Put briefly, closures are functions that make other functions. Are you repeating a lot of code, but there’s no simple way to use the apply family or Purrr to streamline the process? Maybe you could write your own closure. Closures enclose access to the environment in which they were created – so you can nest functions within other functions.

What does that mean exactly? Put simply, it can see all the variables enclosed in the function that created it. That’s a useful property!

#### What’s the use case for a closure?

Are you repeating code, but instead of variables or data that’s changing – it’s the function instead? That’s a good case for a closure. Especially as your code gets more complex, closures are a good way of modularising and containing concepts.

#### What are the steps for creating a closure?

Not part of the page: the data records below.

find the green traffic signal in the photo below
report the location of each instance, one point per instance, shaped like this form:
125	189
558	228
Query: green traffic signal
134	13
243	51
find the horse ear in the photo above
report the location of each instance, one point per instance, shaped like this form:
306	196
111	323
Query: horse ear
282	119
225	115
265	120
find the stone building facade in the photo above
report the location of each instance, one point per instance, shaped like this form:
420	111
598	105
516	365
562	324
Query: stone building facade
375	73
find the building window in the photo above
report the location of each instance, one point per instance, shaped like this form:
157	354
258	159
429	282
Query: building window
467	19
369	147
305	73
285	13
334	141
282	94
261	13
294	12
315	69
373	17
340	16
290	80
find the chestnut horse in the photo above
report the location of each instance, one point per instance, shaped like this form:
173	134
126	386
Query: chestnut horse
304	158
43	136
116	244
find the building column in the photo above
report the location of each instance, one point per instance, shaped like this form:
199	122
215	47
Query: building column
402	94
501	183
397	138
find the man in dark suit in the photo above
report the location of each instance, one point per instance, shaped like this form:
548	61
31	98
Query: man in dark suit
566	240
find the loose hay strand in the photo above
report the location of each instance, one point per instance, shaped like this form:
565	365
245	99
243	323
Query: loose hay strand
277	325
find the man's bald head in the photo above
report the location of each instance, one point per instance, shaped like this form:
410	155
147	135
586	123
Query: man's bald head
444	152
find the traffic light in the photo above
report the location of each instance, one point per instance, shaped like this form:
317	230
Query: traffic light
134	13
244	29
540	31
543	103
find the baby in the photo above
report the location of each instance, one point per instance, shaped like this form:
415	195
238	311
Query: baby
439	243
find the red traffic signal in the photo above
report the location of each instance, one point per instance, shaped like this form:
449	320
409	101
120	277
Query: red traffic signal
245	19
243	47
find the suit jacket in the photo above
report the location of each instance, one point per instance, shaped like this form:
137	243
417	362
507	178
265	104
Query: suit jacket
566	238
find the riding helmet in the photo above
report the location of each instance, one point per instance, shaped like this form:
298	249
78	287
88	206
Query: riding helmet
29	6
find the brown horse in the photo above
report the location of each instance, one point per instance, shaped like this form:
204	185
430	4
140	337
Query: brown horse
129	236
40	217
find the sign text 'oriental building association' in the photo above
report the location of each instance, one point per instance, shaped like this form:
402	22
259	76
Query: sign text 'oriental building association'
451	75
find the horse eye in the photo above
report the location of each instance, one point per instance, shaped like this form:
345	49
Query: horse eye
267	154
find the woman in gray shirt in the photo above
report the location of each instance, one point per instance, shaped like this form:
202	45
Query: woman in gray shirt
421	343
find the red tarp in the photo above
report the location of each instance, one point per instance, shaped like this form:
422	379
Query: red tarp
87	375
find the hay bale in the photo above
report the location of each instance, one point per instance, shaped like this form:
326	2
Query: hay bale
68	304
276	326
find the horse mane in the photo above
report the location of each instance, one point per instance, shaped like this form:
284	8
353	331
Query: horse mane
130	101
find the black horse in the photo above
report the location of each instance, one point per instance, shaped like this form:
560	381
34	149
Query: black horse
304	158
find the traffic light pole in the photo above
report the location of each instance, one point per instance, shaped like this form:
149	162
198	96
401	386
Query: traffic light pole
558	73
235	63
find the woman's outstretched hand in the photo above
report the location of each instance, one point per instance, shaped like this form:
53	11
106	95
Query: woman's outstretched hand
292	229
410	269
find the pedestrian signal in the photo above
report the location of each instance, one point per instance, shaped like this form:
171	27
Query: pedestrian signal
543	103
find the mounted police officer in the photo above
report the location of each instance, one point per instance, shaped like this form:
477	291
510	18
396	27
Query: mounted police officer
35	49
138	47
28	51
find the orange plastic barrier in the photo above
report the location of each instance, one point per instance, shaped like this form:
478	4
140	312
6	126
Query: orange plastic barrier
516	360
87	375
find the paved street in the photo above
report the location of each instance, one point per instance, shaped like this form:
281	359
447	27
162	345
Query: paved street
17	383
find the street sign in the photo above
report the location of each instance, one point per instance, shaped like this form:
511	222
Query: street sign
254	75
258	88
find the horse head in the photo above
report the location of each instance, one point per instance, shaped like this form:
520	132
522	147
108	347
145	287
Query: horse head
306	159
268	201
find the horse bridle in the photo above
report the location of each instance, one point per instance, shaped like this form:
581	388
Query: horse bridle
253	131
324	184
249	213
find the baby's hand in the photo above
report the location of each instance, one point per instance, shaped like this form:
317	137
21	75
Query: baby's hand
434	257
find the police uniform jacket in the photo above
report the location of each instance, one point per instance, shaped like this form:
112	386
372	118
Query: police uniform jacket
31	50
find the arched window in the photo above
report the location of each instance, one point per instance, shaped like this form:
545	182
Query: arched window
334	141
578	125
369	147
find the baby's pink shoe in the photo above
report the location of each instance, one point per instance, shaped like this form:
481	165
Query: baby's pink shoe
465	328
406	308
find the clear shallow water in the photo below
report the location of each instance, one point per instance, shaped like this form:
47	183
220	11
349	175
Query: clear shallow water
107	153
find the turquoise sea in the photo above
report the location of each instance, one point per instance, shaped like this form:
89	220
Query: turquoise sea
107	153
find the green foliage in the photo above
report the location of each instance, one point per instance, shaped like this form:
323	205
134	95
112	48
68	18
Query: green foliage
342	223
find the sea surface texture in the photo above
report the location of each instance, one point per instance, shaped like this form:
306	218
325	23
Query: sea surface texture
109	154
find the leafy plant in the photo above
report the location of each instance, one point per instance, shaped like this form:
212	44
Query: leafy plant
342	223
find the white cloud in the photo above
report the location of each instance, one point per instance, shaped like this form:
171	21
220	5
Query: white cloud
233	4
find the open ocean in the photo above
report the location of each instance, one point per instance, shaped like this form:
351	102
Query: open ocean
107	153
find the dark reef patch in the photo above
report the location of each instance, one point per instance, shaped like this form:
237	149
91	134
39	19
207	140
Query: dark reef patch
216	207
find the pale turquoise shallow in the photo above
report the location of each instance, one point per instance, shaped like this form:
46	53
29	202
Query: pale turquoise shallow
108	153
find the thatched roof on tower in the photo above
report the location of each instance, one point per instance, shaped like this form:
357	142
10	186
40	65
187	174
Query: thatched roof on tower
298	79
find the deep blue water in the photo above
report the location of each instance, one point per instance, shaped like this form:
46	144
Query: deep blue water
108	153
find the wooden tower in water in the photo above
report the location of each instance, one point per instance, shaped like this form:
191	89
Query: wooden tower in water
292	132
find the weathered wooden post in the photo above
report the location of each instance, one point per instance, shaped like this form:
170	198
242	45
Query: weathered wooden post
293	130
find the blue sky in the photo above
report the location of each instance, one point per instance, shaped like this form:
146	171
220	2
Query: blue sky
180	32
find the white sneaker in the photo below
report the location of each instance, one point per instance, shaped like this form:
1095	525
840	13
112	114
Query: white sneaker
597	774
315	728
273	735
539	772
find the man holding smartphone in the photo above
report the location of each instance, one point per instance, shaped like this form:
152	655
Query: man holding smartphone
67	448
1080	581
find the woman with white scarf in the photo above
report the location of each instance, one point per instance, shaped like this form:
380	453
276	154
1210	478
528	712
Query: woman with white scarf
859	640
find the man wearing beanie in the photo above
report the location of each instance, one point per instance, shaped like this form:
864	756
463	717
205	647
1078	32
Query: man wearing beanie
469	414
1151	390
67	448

Building a closure happens in several steps:

- Create the output function you’re aiming for. This function’s input is the same as what you’ll give it when you call it. It will return the final output. Let’s call this the
*enclosed function.* *Enclose*that function within a constructor function. This constructor’s input will be the parameters by which you’re varying the enclosed function in Step 1. It will output the enclosed function. Let’s call this the*enclosing function*.- Realise you’ve got it all wrong, go back to step 1. Repeat this multiple times. (Ask me how I know..)
- Next you need to create the enclosed function(s) (the ones from Step 1) by calling the
*enclosing*function (the one from Step 2). - Lastly, call and use your enclosed functions.

#### An example

Say I want to calculate the mean, SD and median of a data set. I could write:

x <- c(1, 2, 3)

mean(x)

median(x)

sd(x)

That would definitely be the most efficient way of going about it. But imagine that your real use case is hundreds of statistics or calculations on many, many variables. This will get old, fast.

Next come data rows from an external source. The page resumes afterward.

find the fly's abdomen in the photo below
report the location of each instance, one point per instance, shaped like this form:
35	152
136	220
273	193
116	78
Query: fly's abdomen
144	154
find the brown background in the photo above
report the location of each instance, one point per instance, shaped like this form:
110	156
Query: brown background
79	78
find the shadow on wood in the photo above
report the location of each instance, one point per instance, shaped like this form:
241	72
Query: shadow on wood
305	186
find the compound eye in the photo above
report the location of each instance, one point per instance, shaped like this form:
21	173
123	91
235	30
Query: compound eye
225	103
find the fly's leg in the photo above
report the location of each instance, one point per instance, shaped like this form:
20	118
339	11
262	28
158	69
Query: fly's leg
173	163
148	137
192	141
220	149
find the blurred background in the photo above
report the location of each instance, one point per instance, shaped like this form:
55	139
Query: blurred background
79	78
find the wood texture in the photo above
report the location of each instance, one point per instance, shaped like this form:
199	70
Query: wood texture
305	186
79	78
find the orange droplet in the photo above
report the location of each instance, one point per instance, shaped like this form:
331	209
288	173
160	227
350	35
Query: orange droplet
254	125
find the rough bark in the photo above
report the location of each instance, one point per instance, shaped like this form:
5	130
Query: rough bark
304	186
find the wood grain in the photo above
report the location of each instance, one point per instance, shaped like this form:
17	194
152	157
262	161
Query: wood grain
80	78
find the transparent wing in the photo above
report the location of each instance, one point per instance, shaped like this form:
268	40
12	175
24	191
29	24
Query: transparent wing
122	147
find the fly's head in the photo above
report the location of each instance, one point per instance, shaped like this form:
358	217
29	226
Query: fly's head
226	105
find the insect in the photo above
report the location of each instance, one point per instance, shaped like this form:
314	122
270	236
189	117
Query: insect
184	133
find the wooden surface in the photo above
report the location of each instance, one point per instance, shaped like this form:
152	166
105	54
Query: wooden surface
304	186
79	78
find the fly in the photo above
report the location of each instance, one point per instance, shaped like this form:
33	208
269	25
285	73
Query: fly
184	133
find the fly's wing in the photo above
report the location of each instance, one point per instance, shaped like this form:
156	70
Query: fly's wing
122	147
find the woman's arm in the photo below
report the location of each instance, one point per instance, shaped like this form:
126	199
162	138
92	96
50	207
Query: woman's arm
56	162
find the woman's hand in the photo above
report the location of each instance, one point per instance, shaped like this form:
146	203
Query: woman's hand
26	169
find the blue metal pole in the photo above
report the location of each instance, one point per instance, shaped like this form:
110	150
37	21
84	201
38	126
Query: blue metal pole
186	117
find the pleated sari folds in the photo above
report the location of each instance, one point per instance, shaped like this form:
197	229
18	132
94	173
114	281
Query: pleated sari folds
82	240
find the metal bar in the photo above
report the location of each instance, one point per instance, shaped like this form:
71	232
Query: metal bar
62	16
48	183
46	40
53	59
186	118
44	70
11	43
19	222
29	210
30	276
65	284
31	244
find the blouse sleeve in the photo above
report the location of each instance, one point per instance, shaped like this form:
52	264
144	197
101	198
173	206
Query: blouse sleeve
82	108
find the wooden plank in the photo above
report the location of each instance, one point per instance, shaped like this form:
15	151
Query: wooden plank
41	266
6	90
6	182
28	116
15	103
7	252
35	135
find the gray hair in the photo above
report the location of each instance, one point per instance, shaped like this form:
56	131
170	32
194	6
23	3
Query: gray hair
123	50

I’m calling those three functions each in the same way, but the functions are changing rather than the data I’m using. I could write a closure instead:

stat <- function(stat_name){

function(x){

stat_name(x)

}

}

This is made up of two parts: function(x){} which is the *enclosed* function and stat() which is the *enclosing* function.

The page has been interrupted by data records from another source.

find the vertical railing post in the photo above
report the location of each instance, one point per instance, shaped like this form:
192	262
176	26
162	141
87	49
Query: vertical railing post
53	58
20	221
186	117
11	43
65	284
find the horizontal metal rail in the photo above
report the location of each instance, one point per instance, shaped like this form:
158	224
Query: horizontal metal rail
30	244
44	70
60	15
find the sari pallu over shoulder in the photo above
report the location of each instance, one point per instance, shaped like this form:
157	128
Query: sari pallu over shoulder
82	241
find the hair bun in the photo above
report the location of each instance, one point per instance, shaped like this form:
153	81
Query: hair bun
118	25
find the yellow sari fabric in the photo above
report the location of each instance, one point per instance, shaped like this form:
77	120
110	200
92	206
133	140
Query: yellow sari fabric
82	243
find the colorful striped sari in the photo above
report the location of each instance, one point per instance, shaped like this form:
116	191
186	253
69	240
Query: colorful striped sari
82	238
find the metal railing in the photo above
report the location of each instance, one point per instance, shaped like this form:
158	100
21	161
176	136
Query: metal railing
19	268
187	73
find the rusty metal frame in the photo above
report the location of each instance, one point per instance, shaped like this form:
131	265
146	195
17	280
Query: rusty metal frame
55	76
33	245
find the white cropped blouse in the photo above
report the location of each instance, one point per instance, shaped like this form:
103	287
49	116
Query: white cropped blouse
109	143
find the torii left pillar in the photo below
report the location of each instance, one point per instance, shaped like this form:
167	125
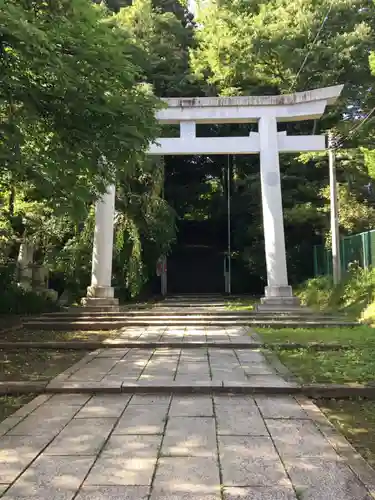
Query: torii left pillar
101	293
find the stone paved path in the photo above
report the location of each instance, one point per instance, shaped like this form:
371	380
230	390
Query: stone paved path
172	447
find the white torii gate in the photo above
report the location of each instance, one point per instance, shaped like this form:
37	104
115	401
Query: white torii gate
268	142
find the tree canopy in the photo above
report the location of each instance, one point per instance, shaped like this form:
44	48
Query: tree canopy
80	83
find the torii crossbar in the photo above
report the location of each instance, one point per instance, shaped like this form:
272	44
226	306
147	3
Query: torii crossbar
267	142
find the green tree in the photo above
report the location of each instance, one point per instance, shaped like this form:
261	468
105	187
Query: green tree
68	98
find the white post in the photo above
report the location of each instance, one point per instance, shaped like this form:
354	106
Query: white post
336	260
101	292
278	292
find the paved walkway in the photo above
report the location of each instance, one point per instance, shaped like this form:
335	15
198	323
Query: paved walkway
172	447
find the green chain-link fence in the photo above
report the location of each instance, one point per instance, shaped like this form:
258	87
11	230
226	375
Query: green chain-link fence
359	248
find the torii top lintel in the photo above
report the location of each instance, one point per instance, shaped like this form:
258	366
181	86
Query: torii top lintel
307	105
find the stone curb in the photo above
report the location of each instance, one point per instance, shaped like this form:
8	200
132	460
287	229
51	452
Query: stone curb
120	344
316	391
352	458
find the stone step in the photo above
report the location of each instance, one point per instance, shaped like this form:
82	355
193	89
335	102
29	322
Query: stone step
183	317
116	324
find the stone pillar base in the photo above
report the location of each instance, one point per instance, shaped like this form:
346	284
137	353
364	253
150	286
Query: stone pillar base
100	297
280	299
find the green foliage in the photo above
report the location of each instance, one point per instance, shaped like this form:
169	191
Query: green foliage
68	98
164	41
351	296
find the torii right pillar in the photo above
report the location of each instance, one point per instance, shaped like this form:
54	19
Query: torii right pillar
278	292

Then I can call my closure to build my enclosed functions:

mean_of_x <- stat(mean)

sd_of_x <- stat(sd)

median_of_x <- stat(median)

Lastly I can call the created functions (probably many times in practice):

mean_of_x(x)

sd_of_x(x)

median_of_x(x)

I can repeat this for all the statistics/outcomes I care about. This example is too trivial to be realistic – it takes about double the lines of code and is grossly ineffficient! But it’s a simple example of how closures work.

#### More on closures

If you’re producing more complex structures, closures are very useful. See Jason’s post from Left Censored for a realistic bootstrap example – closures can streamline complex pieces of code reducing mistakes and improving the process you’re trying to build. It takes modularity to the next step.